4th Mo Co E, CSA/MSG SOC May 17 - 18, 2008

 

Captain, sorry for the delay in reporting but the retreat has been difficult with frequent skirmishing with Federal cavalry.  Our company, along with the other companies of the Missouri Battalion and the Arkansas Battalion, began arriving in the vicinity of Kansas City on Friday the 16th of May.  General Price told our Commanders that the Federals were close and to expect a battle the next day.  Our Colonel decided to be on the move early the next morning to avoid being caught in camp by the Federals.  Most of us spend a restless night thinking about the morrow, listening to Federal supply trains near us and fighting the relentless attack of ticks.

 

The Battalion was on the move by 6 AM on Saturday the 17th of May.  We moved through some narrow roads in the woods down one hill and up the next.  Our flankers were out to detect the approach of the enemy.  After much walking on our part and having finished their breakfast, we made contact with the Federals.  The fighting was at first among skirmishers, then companies and finally at battalion and brigade level.  We had to get pushing the Federals who seemed content to stay near their main camp.  Our force got into a tight spot by being aggressive and only avoided disaster with the aid of our cavalry.  We finally broke contact and set up a temporary camp to rest, refit and find water.

 

That afternoon the artillery from both armies began to exchange shots.  We formed up and began moving across an open field towards the Federals.  It was an intense fight with gallant charges made by our boys.  We were able to push the Federals from the field and the day was ours.  The price was high.  We suffered many casualties.  Not only from the battle but from fatigue caused by the heat and extensive marching up and down many hills and valleys.  We returned to our main camp and rested the rest of the evening and night except for fighting the ticks.

 

The next morning, Sunday the 18th of May, started off quiet.  We had time for breakfast and even a church service given by the Captain of the 4th MO.  We moved out near noon and waited for the battle that everyone knew was coming.  The battle began with artillery fire and the Battalions formed for fight.  We moved out again towards the Federal, who seemed in greater numbers than the day before.  We made numerous advances and were supported by one artillery piece that kept moving with our advance.  After much fighting we made one last charge, but the Federals were to many and we were forced to retire.  We knew then that we would have to retreat south towards Springfield, Missouri and maybe into Arkansas.

 

 

Stand of Colors--now known by the Missouri boys as Stand of Ticks

 

The good.  1.  The weather-nice both days

                2.   Location-although our camp was in a poor area the overall site was good.  
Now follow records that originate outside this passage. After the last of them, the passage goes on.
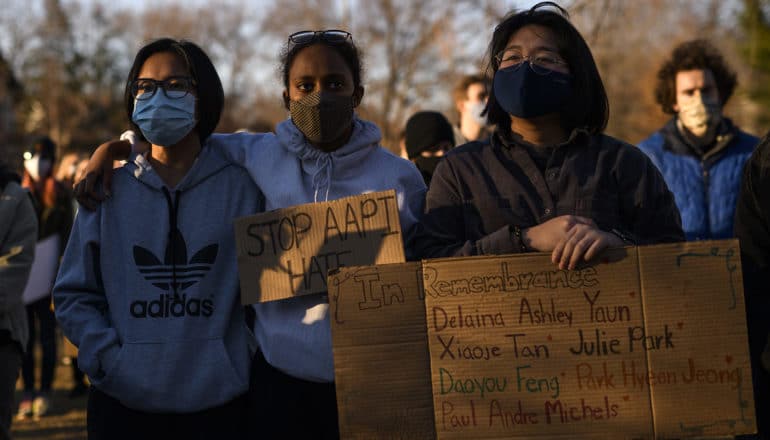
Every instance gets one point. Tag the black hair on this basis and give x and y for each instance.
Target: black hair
(347, 50)
(7, 175)
(588, 107)
(693, 55)
(210, 95)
                      Perhaps someday our Commanders can be allowed to pick a better camp 

                      site.

                3.   Our cavalry-the were aggressive and saved our bacon a few times.

                4.   The horse drawn artillery-not sure who they were but if they are not part of 

                      the Missouri Brigade I vote we adopt them.  They moved up with us and 

                      supported us during both battles.

 

The Bad    1.   The ticks-way to many count or the fight off.
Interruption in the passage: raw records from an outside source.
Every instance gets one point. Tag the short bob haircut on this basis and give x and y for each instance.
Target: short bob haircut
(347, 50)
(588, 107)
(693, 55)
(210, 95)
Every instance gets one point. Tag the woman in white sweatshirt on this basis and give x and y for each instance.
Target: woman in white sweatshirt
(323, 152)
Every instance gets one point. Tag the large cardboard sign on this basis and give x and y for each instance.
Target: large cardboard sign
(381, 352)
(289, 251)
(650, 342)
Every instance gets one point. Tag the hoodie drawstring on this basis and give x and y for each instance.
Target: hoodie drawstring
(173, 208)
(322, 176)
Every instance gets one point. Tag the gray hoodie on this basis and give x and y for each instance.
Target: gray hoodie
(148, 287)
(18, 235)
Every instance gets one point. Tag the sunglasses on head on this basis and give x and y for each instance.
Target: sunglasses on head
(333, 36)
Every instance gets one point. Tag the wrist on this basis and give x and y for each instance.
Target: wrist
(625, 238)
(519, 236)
                 2.  The camp site-shade is nice but shade is also on the edge of fields along the

                      tree line.

                 3.  Water-if we are to move around a site water must be in position and kept full

                      for us.

                 4.  Parking-as reenactors we should be able to park on site out of view or close

                      enough to walk to in order to get items in our vehicles during the weekend.